The most obvious culprits – like excess weight and a sedentary lifestyle – may not fully explain the increase in colorectal cancer at younger ages. “There may be other factors at play,” says ACS researcher Rebecca Siegel. One possibility: the overuse of antibiotics, which can knock out good-for-you bacteria as well as disease-causing varieties in the digestive system. Some studies suggest that our natural load of bacteria, part of what’s called the microbiome, plays a role in keeping us healthy. “Information about how the gut microbiome influences health in general, and cancer in particular, is still in its infancy,” Siegel says, “but it would make sense that something that changes the microbiome, like antibiotics, might be important.” In some states, enough antibiotics are prescribed each year to dose every inhabitant and still have some left over. Don’t give your doctor the stink-eye when he or she doesn’t prescribe them -- remember: Antibiotics don’t work against colds or other viruses!

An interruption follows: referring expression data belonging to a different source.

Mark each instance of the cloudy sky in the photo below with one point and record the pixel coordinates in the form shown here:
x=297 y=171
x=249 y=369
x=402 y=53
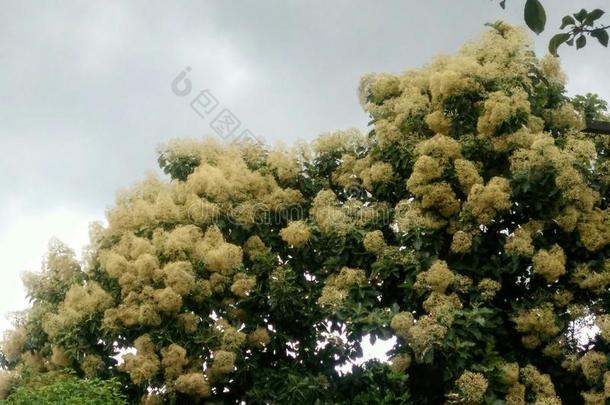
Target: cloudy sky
x=86 y=89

A Little Exercise Goes a Long Way

It also helps to be active–getting regular exercise cuts the risk of colon cancer by 20% or more. It’s not clear exactly why that is, but according to the National Cancer Institute, working out reduces chronic inflammation, cuts levels of insulin and certain chemicals called growth factors, and changes the metabolism of bile acids, among other things, all of which may play a role. You don’t have to go crazy. Activities as simple as brisk walking definitely count; more intense exercise seems even better. Aim for half an hour of exercise most days of the week and ramp up if you’re able. It also makes a difference to build activity into your day–for instance, taking the stairs instead of the escalator and parking at the far end of the lot if you drive to the store.


More Incentive to Quit

Here’s an unsurprising tip: Don’t smoke. Smoking doesn’t just raise your risk of lung cancer and heart disease; it’s also linked to at least 11 other cancers, including colorectal cancer. (More than 16% of Millennials smoke, according to the Centers for Disease Control and Prevention—a higher percentage than in older or younger generations.) Alcohol also raises your risk of colorectal cancer, possibly because bacteria that normally live in the colon and rectum turn it into a chemical called acetaldehyde. In lab animals, acetaldehyde can cause cancer–and the same may be true in humans, says the American Cancer Society. If you drink, keep it moderate. (In a 2017 survey by the federal government, about 43% of younger Millennials reported occasional binge-drinking—meaning five or more drinks on a single occasion for men and four or more for women.)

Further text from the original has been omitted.